Is there any way to calculate them in a program? Not by assumptions like 'n' or anything but by actual values.

I think you misunderstand what complexity is. It is not a value. It is not even a series of values. It is a *formula*. If you get rid of the `N`

it is meaningless as a complexity measure (except in the case of `O(1)`

... obviously).

Setting that issue on one side, it would be theoretically possible to automate the rigorous analysis of complexity. However this is a hard problem: automated theorem proving is difficult ... especially if there is no human being in the loop to "guide" the process. And the Halting Theorem *implies* that there cannot be an automated theorem prover that can prove the complexity of an arbitrary program. (Certainly there cannot be a complexity prover that works for all programs that *may or may not* terminate ...)

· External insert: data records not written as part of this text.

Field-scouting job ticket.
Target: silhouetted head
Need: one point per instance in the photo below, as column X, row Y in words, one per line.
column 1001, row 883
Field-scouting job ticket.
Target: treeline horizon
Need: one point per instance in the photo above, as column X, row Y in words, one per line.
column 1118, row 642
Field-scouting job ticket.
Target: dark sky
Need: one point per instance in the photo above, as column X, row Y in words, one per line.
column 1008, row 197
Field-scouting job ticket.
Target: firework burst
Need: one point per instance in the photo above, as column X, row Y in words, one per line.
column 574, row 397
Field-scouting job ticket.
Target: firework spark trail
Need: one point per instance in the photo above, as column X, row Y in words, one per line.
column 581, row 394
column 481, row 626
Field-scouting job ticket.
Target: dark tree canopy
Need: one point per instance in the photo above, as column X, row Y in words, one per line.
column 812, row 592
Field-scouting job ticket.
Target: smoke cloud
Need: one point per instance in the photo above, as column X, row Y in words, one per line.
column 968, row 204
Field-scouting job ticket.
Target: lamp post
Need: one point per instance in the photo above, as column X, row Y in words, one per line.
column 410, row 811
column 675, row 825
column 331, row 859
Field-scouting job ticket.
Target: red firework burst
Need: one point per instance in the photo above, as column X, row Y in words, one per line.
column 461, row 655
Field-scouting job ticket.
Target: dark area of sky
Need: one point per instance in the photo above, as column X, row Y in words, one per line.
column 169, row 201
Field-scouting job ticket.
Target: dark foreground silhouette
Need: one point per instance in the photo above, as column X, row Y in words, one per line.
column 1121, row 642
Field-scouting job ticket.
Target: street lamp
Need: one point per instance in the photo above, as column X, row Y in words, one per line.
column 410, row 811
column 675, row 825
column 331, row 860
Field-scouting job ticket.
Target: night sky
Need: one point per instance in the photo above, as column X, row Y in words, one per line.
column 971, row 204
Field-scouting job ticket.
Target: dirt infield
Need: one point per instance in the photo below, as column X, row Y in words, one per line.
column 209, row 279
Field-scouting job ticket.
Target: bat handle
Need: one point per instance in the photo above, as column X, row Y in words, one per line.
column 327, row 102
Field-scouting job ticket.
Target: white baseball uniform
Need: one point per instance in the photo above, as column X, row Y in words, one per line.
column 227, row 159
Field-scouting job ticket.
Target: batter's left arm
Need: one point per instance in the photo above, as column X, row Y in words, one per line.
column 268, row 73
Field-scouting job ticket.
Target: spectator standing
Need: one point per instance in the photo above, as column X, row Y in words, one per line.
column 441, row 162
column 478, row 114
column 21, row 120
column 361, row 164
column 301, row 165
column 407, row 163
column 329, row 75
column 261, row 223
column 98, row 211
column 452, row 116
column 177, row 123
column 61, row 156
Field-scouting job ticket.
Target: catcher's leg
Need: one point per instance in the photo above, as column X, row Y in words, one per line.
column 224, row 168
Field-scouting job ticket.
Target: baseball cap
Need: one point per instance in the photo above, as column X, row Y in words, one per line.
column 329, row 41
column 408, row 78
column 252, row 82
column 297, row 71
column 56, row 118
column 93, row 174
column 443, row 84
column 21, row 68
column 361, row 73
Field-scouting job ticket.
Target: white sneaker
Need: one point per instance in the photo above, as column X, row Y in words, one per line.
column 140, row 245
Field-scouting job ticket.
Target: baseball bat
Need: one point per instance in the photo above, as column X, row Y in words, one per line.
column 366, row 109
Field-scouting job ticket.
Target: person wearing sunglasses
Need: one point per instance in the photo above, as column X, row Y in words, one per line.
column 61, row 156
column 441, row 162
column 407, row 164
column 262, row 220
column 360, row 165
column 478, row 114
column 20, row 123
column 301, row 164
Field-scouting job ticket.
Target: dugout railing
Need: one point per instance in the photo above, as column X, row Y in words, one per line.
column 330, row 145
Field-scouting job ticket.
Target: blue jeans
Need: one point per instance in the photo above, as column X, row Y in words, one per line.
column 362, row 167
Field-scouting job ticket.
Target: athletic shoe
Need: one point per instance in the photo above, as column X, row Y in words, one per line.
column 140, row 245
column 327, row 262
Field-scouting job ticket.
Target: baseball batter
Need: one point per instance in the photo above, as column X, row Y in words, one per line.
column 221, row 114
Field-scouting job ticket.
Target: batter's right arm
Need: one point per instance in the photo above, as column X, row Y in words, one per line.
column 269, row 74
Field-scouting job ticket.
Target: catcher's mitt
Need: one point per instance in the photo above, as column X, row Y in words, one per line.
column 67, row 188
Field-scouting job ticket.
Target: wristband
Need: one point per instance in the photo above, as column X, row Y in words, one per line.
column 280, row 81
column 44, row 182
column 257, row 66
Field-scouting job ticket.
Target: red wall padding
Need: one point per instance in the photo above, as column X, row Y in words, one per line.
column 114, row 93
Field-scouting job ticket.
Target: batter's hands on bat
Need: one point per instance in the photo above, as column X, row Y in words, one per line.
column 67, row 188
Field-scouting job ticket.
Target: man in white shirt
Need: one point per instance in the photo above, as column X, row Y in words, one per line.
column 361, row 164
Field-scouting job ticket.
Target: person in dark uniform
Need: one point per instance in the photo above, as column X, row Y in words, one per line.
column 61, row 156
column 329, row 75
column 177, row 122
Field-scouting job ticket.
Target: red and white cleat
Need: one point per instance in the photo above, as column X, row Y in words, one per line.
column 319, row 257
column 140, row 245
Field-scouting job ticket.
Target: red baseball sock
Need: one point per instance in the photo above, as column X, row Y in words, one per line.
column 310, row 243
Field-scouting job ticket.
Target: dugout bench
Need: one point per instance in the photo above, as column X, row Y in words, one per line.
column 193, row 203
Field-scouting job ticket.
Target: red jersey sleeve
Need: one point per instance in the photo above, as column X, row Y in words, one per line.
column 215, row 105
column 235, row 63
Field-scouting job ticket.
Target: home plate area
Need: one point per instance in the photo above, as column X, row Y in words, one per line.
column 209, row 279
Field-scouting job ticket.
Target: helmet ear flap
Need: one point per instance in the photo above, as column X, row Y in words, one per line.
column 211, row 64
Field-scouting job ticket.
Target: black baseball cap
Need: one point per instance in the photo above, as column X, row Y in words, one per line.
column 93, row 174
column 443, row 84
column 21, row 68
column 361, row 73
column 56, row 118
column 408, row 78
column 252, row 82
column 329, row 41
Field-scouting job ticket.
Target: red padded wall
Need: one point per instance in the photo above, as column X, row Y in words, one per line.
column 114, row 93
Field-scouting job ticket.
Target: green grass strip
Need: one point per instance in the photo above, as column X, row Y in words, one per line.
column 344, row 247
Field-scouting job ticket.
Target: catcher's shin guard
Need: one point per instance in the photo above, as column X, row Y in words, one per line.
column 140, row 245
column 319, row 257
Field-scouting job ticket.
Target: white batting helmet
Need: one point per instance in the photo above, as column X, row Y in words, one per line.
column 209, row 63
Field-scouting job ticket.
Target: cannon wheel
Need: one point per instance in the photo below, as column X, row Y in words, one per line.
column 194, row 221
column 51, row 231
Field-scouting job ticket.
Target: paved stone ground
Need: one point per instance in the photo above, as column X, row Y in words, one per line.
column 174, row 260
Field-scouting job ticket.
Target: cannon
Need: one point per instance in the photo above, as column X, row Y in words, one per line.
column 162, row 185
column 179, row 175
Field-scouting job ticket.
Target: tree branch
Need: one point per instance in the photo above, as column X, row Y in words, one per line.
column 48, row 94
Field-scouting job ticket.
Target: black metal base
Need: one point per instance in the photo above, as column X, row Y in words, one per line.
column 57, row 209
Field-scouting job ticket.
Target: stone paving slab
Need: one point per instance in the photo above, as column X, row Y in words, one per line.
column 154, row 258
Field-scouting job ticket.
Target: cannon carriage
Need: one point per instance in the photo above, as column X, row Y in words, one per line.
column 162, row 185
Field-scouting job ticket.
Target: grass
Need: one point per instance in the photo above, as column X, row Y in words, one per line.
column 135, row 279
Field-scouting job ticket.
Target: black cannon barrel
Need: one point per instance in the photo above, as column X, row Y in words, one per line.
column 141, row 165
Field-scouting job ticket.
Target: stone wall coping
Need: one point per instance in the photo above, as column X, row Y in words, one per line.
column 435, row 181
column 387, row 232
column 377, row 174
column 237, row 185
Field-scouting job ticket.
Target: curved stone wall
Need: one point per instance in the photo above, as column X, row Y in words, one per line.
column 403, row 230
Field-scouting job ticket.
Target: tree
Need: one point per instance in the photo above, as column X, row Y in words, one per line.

But there is one way to calculate a performance measure for a program with a given set of input. You just run it! And indeed, you do a series of runs, graphing performance against some problem size measure (i.e. an `N`

) ... and make an educated guess at a formula that relates the performance and the `N`

measure. Or you could attempt to fit the measurements to a formula.

However ...

- it is only a guess, and
- this approach is not always going to work.

For example, if you tried this on classic Quicksort, you most likely conclude that complexity is `O(NlogN)`

and miss the important caveat that there is a "worst case" where it is `O(N^2)`

. Another example is where the observable performance characteristics *change* as the problem size gets big.

In short, this approach is liable to give you unreliable answers.